Answering this question is my primary research focus, and requires using several different methods. Lactobacillus reuteri has many desirable traits as a bacterial model, which is why I use it for my research. It has a naturally occurring pdu MCP, which I previously mentioned, and which is triggered by the presence of the chemical 1,2-propanediol. Also, a key aspect of using this strain is its status as a GRAS (generally regarded as safe) probiotic bacteria, which means it is very safe for metabolic rewiring.
Lactobacillus reuteri also has a natural phosphate storing enzyme. My objectives include the possibility of using this enzyme to store excess phosphate from the environment, using the MCP as a focal point for these reactions to occur.
At this current stage, many of the enzyme-MCP constructs have been created, and will soon be tested in the laboratory.
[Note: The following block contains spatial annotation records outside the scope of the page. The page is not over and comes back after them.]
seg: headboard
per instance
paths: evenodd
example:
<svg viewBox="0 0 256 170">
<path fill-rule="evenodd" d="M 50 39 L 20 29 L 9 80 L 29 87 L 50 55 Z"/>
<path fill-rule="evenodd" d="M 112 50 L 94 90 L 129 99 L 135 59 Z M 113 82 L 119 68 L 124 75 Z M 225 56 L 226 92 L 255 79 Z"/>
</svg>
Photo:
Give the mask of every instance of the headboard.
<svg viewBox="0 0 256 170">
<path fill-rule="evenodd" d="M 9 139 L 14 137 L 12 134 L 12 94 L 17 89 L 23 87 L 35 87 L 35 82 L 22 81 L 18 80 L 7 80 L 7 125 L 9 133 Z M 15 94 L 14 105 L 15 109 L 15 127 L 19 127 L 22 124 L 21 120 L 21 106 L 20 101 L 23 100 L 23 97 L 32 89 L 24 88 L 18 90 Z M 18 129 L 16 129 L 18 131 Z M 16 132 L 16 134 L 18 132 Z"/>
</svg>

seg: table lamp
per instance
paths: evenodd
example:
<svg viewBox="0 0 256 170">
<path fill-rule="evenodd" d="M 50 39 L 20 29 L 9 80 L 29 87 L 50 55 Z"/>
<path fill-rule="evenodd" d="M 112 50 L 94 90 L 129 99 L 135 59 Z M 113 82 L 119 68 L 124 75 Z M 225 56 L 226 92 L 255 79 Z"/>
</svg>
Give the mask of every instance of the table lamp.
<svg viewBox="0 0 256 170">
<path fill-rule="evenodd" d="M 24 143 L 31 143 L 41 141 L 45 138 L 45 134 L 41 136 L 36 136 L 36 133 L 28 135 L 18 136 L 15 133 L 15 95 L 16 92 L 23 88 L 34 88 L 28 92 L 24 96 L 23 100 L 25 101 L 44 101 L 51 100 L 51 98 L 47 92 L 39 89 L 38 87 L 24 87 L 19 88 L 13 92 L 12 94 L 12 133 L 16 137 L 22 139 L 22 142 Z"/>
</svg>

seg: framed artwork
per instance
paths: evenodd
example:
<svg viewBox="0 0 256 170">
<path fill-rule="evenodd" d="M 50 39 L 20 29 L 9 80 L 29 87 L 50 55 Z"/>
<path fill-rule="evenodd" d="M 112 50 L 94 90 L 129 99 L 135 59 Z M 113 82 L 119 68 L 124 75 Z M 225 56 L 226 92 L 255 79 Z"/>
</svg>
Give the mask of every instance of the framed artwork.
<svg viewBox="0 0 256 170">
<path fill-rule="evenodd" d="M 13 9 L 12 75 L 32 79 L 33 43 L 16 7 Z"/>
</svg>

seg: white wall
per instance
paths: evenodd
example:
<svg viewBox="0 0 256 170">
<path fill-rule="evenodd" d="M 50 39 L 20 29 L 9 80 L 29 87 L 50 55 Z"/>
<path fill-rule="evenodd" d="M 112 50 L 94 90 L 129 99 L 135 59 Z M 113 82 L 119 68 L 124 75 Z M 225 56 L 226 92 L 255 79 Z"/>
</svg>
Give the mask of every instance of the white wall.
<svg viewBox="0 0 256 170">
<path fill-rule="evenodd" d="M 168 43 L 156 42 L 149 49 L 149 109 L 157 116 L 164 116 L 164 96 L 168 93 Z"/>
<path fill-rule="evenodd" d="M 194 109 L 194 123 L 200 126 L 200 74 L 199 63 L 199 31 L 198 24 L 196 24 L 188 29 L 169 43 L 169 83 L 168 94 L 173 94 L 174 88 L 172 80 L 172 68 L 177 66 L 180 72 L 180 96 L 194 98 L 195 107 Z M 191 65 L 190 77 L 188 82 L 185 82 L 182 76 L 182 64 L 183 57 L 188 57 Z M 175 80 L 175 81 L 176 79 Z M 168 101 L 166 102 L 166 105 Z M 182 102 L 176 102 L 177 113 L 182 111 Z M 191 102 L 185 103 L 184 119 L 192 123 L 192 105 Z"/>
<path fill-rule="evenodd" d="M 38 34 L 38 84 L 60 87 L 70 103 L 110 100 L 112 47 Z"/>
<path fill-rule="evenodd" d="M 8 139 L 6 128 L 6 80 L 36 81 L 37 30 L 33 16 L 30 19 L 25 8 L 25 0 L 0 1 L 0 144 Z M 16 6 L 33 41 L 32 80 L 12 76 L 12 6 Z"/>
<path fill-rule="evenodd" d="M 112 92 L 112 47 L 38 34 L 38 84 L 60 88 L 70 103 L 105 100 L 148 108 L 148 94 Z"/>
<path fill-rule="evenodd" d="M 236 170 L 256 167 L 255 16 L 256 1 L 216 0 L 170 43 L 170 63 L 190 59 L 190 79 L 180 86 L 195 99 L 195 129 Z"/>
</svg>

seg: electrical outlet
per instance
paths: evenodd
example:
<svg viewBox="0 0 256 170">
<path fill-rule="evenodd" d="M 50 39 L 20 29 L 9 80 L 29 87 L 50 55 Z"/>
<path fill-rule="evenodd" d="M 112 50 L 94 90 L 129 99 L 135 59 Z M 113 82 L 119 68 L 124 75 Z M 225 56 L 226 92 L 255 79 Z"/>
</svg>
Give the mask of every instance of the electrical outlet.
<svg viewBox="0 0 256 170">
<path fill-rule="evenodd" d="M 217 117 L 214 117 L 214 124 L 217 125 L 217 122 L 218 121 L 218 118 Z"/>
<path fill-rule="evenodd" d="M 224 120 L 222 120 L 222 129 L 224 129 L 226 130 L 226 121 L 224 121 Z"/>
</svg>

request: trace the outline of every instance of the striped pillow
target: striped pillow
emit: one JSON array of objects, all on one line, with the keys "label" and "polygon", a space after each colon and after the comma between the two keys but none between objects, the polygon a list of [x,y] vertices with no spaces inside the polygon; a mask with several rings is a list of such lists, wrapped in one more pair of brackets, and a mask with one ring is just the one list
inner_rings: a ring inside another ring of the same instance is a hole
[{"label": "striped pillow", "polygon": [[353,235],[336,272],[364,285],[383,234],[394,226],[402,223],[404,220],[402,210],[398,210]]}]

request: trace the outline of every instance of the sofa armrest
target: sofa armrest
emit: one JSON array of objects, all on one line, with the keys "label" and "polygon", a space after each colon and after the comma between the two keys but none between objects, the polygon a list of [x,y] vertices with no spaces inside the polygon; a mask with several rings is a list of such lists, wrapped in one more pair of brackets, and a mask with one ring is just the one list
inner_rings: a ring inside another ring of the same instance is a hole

Within the bacteria, increased phosphate storage can already be seen, but we don’t yet know if this will be enough to make the bacteria effective phosphate removal machines.
Conclusion
If this experiment is successful in its objectives, the ability to use MCPs in probiotic bacteria would open up many possibilities for therapeutic use. Whilst there are still many obstacles regarding this step, it could become a hugely beneficial and successful tool for treating certain illnesses and ailments.
Microorganisms, and bacteria in particular, hold the secrets to many things due to their ancient age on this planet. Already we exploit and use them to enhance our lives, through food fermentation, the product of alcohol and even the production of antibiotics – could it be possible to add the exploitation of bacterial microcompartments to this list?
Research, exploration and creative thinking may reveal more.
Karen McCarthy is a Ph.D. student in the Department of Microbiology and Alimentary Pharmabiotic Centre, under the supervision and support of Prof. Mike Prentice. She is funded by the Health Research Board (HRB).